Paul Sinclair was brought up off the subway tracks one piece at a time. Jamie kept a weather eye on the progress of that operation and its delicate balance between speed and thoroughness; the last thing anyone wanted was for ghouls to be drawn out of the tunnels by the smell of blood. But although dealing with the ghouls if they appeared would be his and Mick’s responsibility, they’d only be in the way of the morgue workers if they went over there now. They were listening to witnesses instead.
Eye-witness testimony was notoriously volatile, but allowing for the inevitable variations in what individual witnesses perceived, Jamie was getting a fairly clear picture of the last two minutes of Paul Sinclair’s life.
The witnesses agreed that he’d been nervous and jerky in his movements when he came down the stairs from the street. A homeless woman who panhandled in the station on a regular basis remembered noticing him the day before, and he hadn’t looked well then, either. Jamie would have dismissed that as embellishment, a natural desire to stay in the limelight a little longer, but Mick said she was telling the truth.
Paul Sinclair—bank manager, aged thirty-two, single—had advanced to the edge of the platform, where he’d set down his briefcase and waited, attracting attention by his fidgeting and the way he moved sharply apart from the other people on the platform. “Like we were dirty and he didn’t want to touch us,” said a teenage boy who probably should have been in school, but that wasn’t Jamie’s problem and he wasn’t asking. When the 10:43 D train made itself heard approaching the station, its ghoul-ward howling, Paul Sinclair said, very audibly, something like, “Don’t try to save me. I’m not me.” And he jumped straight into the path of the D train, which tore him to pieces.
When the police opened his briefcase, it contained nothing but a suicide note along all too familiar lines. Paul Sinclair, in handwriting Jamie had no doubt would be proved conclusively to be that of Paul Sinclair, asserted that he was an impostor.
I have stolen his life,
he wrote, echoing Marian Coulson and the other victims.
I don’t deserve his life.
The note was not signed—poor bastard, Jamie thought, what name could he use?—but scrawled at the bottom, a painful afterthought:
Please take care of Mr.
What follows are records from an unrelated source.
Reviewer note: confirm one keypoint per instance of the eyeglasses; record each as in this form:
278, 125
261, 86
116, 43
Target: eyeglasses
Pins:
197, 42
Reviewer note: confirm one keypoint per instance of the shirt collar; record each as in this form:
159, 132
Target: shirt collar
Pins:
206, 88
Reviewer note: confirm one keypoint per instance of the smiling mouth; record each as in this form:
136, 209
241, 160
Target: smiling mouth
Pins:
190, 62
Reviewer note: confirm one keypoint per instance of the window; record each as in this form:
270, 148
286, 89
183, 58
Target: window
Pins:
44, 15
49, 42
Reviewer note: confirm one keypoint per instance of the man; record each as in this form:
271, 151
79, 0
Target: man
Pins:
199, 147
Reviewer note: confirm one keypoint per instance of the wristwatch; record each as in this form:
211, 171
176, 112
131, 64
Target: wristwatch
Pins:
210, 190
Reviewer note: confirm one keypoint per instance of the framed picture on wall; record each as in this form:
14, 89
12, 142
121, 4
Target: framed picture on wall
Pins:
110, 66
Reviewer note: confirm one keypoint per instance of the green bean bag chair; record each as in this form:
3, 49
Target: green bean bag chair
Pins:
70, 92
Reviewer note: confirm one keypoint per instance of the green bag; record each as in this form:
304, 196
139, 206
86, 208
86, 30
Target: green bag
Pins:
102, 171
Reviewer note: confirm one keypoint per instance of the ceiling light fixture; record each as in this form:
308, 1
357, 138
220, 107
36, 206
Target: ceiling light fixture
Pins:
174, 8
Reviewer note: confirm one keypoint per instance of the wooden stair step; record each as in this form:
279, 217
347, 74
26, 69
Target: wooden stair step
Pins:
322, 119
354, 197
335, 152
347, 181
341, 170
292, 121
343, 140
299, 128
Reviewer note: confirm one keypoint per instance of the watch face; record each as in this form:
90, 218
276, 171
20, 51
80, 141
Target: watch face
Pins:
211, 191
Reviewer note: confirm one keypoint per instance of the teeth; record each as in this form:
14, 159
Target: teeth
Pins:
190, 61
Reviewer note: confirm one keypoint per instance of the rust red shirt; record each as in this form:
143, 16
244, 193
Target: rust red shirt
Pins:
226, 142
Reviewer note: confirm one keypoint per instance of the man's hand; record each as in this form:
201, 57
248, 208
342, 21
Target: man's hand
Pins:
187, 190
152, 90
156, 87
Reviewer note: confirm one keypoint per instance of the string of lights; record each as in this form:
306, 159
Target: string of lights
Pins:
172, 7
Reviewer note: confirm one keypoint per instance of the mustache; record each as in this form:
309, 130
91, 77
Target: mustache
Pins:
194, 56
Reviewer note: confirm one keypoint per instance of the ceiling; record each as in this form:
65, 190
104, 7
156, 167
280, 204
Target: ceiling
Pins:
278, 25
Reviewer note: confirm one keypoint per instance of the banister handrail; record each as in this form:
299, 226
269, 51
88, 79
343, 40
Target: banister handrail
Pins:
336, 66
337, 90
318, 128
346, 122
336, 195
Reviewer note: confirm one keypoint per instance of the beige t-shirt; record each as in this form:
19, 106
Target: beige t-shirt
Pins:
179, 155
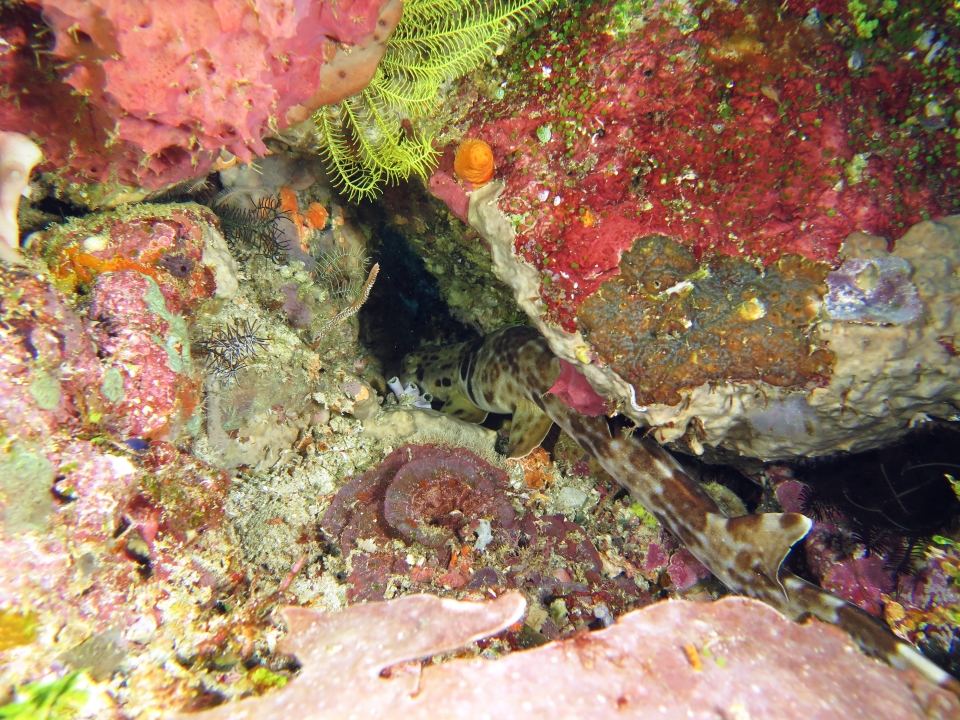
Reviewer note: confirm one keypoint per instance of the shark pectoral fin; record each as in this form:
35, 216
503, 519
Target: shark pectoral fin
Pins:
766, 540
459, 407
530, 426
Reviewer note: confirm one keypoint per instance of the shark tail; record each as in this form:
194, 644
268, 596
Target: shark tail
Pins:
872, 635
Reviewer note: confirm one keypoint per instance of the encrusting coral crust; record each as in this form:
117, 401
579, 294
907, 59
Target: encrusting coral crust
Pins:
666, 324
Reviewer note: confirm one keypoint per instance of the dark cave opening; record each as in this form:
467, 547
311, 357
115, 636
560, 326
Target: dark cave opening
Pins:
405, 309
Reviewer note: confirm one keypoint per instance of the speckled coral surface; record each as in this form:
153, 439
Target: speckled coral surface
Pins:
735, 658
733, 129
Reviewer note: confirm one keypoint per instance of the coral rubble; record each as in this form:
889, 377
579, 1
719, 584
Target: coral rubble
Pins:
664, 324
149, 94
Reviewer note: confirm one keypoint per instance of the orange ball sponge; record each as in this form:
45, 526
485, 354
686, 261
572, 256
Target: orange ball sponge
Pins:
474, 162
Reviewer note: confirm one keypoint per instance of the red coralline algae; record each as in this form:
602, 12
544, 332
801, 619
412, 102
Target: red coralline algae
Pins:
152, 92
665, 323
735, 658
434, 499
574, 389
429, 500
737, 130
132, 315
164, 242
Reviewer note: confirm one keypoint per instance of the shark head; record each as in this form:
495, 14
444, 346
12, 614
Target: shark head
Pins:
512, 370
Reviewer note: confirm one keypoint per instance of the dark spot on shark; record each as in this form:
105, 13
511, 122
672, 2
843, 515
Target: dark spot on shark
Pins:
745, 528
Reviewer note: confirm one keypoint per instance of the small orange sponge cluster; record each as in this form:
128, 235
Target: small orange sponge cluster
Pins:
474, 162
666, 323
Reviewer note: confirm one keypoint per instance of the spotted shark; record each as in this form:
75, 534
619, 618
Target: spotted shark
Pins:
510, 371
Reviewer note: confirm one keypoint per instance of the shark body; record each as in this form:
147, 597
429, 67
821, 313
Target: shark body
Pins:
511, 371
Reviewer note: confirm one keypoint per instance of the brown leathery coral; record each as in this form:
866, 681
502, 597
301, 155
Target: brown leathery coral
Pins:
666, 323
474, 162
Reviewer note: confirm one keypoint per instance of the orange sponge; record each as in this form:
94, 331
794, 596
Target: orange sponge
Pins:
474, 162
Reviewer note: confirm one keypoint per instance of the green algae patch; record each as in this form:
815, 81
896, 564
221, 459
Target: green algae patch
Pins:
667, 324
25, 479
46, 391
177, 343
47, 700
16, 629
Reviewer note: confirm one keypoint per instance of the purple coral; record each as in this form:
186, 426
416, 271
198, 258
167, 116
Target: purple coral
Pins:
735, 658
298, 312
434, 485
430, 500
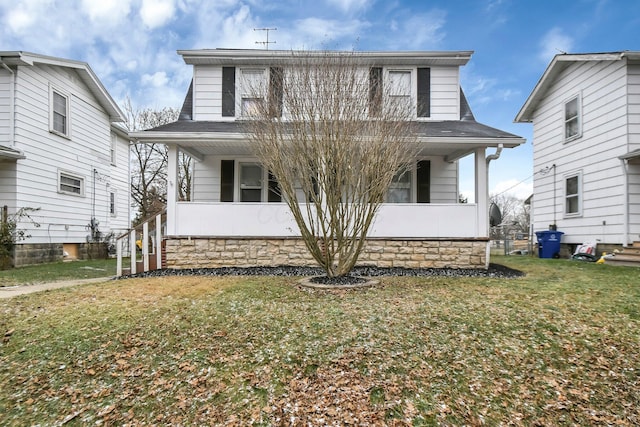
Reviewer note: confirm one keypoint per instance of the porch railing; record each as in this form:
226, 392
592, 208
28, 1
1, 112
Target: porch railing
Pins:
151, 255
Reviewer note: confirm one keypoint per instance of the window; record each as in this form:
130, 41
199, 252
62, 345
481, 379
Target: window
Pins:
375, 91
400, 188
112, 203
254, 184
276, 88
228, 91
70, 184
114, 144
572, 119
424, 92
572, 192
400, 90
252, 88
59, 120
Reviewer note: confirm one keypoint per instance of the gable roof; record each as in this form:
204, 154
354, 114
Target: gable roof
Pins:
558, 64
20, 58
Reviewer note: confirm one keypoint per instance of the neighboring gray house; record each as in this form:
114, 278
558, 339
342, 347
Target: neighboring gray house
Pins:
585, 112
63, 152
422, 225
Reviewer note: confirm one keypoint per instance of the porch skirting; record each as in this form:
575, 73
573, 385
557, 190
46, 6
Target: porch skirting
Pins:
210, 252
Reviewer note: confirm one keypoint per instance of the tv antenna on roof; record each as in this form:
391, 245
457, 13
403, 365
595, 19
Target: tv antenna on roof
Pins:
267, 43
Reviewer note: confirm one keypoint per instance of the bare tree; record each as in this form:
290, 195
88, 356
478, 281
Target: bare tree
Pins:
334, 140
149, 171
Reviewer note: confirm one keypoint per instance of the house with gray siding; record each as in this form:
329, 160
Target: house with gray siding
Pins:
233, 219
585, 111
63, 152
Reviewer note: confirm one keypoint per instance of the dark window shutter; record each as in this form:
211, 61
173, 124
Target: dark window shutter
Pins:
276, 79
375, 91
228, 91
226, 180
274, 190
424, 92
423, 177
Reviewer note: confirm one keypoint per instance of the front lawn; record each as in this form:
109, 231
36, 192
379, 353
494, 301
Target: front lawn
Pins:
53, 271
560, 346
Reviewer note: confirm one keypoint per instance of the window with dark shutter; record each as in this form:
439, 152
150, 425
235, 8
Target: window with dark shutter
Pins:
423, 178
228, 91
226, 180
276, 79
375, 91
274, 190
424, 92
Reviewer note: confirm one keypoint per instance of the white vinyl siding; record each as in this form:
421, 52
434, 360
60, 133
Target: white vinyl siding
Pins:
601, 86
63, 217
444, 91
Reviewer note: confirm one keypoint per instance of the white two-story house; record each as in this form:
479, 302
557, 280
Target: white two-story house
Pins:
62, 152
585, 111
233, 219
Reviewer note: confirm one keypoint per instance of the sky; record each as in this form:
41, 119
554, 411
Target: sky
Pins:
131, 45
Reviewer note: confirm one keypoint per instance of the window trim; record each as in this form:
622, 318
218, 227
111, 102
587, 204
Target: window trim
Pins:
248, 95
578, 195
52, 91
113, 212
71, 175
412, 87
578, 117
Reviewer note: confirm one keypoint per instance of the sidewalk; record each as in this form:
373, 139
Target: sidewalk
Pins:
12, 291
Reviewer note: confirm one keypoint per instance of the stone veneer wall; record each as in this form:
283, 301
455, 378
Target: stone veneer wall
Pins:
184, 252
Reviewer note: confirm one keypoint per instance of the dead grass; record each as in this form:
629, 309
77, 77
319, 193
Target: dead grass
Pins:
558, 347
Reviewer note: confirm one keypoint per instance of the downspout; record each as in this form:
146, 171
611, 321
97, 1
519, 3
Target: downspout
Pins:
12, 109
494, 156
625, 203
485, 215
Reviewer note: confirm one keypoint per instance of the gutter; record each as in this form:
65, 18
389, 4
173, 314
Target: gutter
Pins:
496, 155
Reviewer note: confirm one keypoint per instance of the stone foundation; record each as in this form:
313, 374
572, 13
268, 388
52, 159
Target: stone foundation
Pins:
28, 254
185, 252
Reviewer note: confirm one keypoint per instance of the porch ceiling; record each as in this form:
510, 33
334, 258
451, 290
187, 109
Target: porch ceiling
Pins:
449, 139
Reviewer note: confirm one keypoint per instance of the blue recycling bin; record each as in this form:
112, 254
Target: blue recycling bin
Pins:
549, 243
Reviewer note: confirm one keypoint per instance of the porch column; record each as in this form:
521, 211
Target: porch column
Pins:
482, 192
172, 188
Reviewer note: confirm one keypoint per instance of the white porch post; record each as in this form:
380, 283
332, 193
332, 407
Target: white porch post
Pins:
172, 188
482, 192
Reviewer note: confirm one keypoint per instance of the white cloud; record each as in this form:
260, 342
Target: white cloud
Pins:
156, 79
106, 11
350, 5
553, 42
156, 13
417, 31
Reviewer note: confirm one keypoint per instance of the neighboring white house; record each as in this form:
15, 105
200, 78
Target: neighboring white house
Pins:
223, 225
62, 152
585, 112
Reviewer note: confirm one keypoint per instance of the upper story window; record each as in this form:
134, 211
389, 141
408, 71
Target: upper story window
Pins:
70, 184
59, 112
252, 91
572, 119
400, 89
573, 194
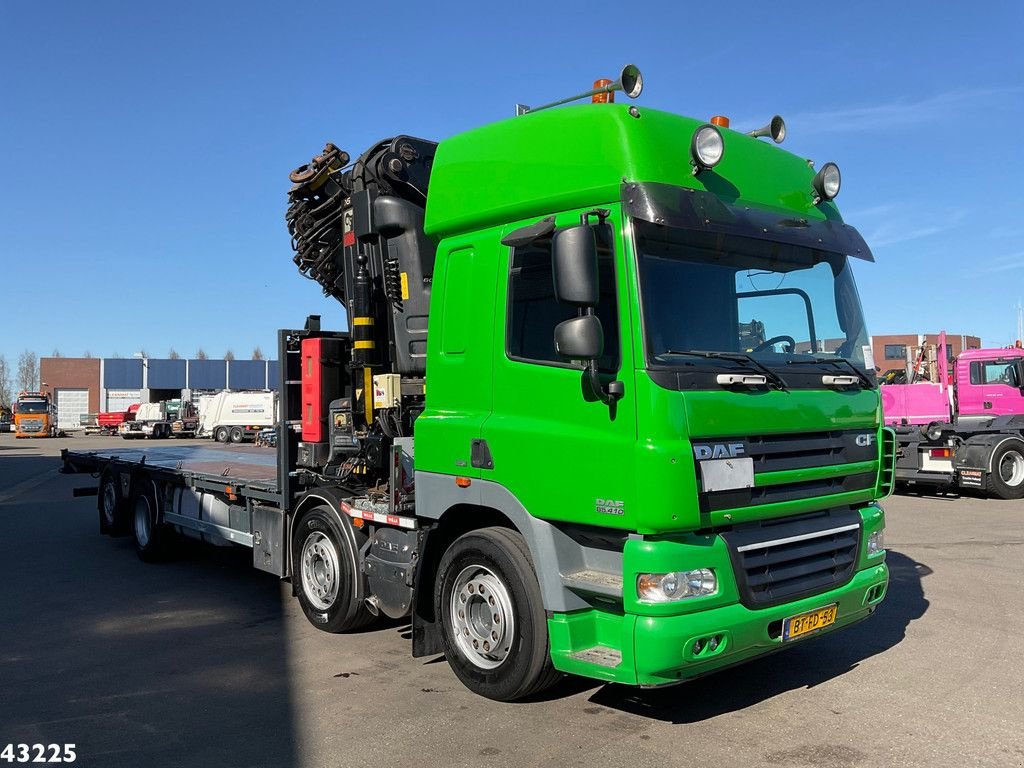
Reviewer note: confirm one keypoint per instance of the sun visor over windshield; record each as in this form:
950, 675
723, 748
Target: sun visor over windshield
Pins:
694, 209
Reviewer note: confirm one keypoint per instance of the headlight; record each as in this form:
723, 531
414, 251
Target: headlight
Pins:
877, 543
707, 147
679, 585
826, 182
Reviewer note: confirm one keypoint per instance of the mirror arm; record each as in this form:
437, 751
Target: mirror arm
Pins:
608, 394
Sinclair’s dogs. Their names are Leo and Bridget.
“Just like the others,” Mick said. He sounded—and looked—ill. “Even the same phrasing.”
“Definitely paranormal.”
“You say that like you think it helps.”
“It
is
the first thing Jesperson told us to do.”
“Well, hooray for us.” But there was no anger in him now; he just sounded defeated.
“It’s better than nothing.”
“Tell that to Paul Sinclair,” Mick said, and Jamie was glad to be called away to talk to the morgue crew.
After a hurried and unenthusiastic lunch, they spent the afternoon going through the case files again, correlating and cross-checking, trying to narrow down the possibilities. Mick remained subdued, which increased their efficiency, but Jamie found himself perversely wishing for Mick’s usual argumentative and scattershot approach to this kind of work. It did not reappear, and Thursday was more of the same, as they conducted interviews with witnesses and survivors and Marian Coulson’s bewildered husband, and if Mick strung three words together into a sentence, it was as much as he did all day.